This screening of American Creed is a collaborative effort between the Jefferson City Human Relations Commission and the Missouri Writing Project. The goal of the Missouri Writing Project, a charter of the National Writing Project, is to improve the teaching and writing in the nation's schools. Please join us on April 10th to learn more and hear from leadership from both organizations. To learn more about the National Writing Project's role in American Creed, visit here. Please RSVP below.
ABOUT THE FILM
The idea for American Creed grew out of conversations between two Stanford University professors: political scientist and former Secretary of State Condoleezza Rice, and David M. Kennedy, who became a historian in large part to determine whether the United States has a “national character” — what defines it and how it changes over time.
For years, Drs. Rice and Kennedy have been deeply engaged in their own series of discussions about how to answer a number of urgent questions that are central to our success as a democracy:
Who are the “we” in “We the People of the United States…”?
What does being a “citizen” mean? What does productive, imaginative and engaged citizenship look like at this time in our history?
How do economic booms and busts shape ideas and disconnect from ideals?

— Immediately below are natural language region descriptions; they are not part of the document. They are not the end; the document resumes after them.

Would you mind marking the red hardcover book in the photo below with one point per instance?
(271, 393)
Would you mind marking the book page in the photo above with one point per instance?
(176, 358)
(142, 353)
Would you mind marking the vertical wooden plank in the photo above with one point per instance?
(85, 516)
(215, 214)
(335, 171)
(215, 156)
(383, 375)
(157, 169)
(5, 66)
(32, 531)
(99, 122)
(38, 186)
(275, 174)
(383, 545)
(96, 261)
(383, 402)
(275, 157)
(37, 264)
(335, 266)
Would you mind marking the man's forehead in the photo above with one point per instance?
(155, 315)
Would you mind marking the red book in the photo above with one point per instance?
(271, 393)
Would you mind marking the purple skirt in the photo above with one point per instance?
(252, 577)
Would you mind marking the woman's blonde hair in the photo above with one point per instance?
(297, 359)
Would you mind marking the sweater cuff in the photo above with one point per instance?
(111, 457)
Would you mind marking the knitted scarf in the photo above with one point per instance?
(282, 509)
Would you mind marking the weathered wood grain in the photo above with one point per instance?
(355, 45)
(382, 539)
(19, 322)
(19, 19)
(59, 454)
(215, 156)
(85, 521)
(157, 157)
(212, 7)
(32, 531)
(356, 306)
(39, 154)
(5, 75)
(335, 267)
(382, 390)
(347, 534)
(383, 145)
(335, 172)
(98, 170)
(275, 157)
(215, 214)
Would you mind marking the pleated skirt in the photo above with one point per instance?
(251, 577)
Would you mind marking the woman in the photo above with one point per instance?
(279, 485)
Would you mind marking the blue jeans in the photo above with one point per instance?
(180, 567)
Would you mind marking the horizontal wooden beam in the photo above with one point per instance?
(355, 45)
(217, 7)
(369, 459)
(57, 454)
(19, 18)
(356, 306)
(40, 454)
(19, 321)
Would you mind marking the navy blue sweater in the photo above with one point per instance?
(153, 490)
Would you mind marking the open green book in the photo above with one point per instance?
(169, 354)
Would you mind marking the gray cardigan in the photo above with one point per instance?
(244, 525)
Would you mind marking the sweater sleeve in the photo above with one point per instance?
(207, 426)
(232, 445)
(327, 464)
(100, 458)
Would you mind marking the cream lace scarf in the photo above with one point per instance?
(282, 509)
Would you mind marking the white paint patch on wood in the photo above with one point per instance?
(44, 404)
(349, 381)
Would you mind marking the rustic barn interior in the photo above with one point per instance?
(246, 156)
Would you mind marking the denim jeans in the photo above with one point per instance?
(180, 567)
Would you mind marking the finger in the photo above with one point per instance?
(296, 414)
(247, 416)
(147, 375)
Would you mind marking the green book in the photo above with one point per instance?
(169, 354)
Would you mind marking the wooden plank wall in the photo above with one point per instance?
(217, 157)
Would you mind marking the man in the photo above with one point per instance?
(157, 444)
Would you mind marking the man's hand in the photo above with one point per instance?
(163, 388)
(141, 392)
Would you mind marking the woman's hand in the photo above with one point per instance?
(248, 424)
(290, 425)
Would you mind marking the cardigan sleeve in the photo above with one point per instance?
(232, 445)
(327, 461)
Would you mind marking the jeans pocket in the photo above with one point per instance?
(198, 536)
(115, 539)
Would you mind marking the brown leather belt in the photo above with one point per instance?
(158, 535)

What happens to the idea of a shared American creed when social mobility declines along with trust in American institutions?
Where are we headed as citizens, and as a nation?
These questions embrace several major issues at the forefront of American political debate: how to provide access to education and economic opportunity; how to unify the diverse cultural populations in America; and, most importantly, how to define America’s national identity. Our film takes stock of the health of what Condoleezza Rice calls “America’s aspirational narrative — the striving to do and be better that has always drawn people to this country;" what David M. Kennedy calls “the pull of America.”
We hope that the stories in American Creed — which speak to our dilemmas, yet offer hope that our shared ideals can prove more powerful than our differences — will engage viewers in a bold conversation about what it will take to uphold American democracy.